La loi de finances de l’année 2019 prévoit une quasi-stagnation du budget de l’éducation nationale malgré les mesures de réduction de déficit budgétaire très drastiques. Voici les détails.

Budget de l’éducation nationale française : les crédits restent stables

Ces six années de forte croissance ont permis d’arriver à un niveau de recettes fiscales assez élevé et cette embellie budgétaire profitera au secteur de l’éducation nationale en termes de crédits alloués. En effet, compte tenu de la baisse tendancielle du taux d’inflation, le budget du ministère chargé de l’éducation nationale est resté intact quoique d’autres ministères tels que ceux de la santé, de l’écologie ou du travail ont vu leur budget baisser considérablement. L’analyse du rapport établi par l’Assemblée, pour chaque ministère et pour la période 2019-2020, affiche une légère revue à la hausse pour l’éducation nationale (le budget passera de 51.5 à 52.1 milliards d’euros de 2018 à 2019, soit une hausse d’environ 1%). Toutefois, cette apparente augmentation est à nuancer, car l’évolution de la masse salariale du ministère de l’Éducation nationale a connu une hausse nettement supérieure au taux d’inflation moyen des 5 dernières années.

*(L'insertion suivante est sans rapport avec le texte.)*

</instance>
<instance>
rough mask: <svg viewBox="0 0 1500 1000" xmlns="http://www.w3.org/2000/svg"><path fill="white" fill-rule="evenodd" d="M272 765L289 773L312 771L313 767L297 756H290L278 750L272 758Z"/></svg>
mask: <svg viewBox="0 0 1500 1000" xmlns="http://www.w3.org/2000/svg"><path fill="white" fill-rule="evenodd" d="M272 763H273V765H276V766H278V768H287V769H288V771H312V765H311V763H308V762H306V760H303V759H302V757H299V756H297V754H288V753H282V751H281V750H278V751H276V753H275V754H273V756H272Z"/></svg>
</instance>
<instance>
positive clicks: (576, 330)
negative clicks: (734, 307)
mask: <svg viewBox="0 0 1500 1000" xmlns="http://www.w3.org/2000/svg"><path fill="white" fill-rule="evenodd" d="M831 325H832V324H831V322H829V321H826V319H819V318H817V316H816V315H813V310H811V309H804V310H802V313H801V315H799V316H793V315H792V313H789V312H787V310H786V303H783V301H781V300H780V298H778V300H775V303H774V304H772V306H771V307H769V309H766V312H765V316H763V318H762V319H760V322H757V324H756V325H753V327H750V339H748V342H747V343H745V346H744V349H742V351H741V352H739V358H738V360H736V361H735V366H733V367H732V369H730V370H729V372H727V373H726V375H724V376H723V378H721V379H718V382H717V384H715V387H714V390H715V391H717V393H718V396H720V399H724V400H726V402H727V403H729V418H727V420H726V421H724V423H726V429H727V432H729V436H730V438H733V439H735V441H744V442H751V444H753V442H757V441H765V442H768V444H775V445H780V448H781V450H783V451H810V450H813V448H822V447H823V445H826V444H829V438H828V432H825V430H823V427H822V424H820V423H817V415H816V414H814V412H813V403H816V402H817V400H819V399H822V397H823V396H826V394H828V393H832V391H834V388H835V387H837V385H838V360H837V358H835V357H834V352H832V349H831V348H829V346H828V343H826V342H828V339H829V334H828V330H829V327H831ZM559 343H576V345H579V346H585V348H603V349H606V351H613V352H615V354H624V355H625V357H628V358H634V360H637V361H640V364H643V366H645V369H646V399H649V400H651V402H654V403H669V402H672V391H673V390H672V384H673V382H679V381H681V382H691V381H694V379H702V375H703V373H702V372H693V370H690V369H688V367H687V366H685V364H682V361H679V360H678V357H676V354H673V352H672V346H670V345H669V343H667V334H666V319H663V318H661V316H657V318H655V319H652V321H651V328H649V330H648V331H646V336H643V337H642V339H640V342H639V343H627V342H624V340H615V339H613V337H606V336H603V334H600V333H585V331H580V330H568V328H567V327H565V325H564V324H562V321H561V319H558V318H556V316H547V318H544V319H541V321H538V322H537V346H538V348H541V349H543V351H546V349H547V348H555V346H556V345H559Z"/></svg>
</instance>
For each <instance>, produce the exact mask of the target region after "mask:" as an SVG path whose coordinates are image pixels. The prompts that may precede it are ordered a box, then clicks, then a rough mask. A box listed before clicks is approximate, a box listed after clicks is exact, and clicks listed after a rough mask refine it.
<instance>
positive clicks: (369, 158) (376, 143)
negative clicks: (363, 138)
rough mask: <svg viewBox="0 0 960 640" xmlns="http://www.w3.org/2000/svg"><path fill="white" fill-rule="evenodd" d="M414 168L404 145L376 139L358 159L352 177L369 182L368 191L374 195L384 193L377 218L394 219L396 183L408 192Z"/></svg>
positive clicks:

Mais ce n’est pas tout, les dépenses du service civique que le Président Macron souhaite exécuter pour l’année 2019 s’intègrent également de ce crédit global pour un montant d’environ 2 milliards d’euros, ce qui neutralise l’augmentation. En clair, ce ministre peine à trouver des moyens pour revaloriser ses ressources salariales bien que la gestion de carrière y est plus ou moins harmonieuse grâce aux dispositifs de contractualisation très efficaces.

Les autres départements ministériels font l’objet d’une forte rationalisation budgétaire

Bon nombre d’observateurs militent contre cette baisse de dépenses publiques qui est jugée inopportune, car la reprise économique au sein de l’Union européenne ne date que très peu. Malgré ces craintes, le Gouvernement ne fera plus marche arrière. Effectivement, la loi de finances 2019 prévoit de reproduire les 81 milliards d’économies réalisées au cours des trois dernières années du quinquennat. D’ailleurs, pour l’exercice 2019, les créneaux de réduction de dépenses sont déjà identifiés, notamment une éventuelle baisse des contrats aidés (une baisse de 195 millions d’euros en termes de crédits de paiement et de 377 millions d’euros en termes d’autorisations d’engagement). Concernant la suppression des emplois publics, l’État prévoit de contracter l’effectif de son personnel à 50 000 fonctionnaires d’ici 2022. Cependant, les emplois de la Sécurité et la Justice vont connaître une augmentation de 16 000 postes pour la même année.

Pour rappel, pour cette année 2018, plus de 1571 emplois devraient être supprimés dans certains ministères. Les rapporteurs du Sénat se demandent par contre si ces mesures sont compatibles avec la forte baisse de pouvoir d’achat que les ménages français subissent depuis quelques années. La chambre haute propose une analyse plus approfondie des éventuels effets d’un fléchissement intempestif de la croissance, une hausse imprévue de la dette de la SNCF ainsi que la capacité des dispositifs de défiscalisation à générer des effets de relance pérennes.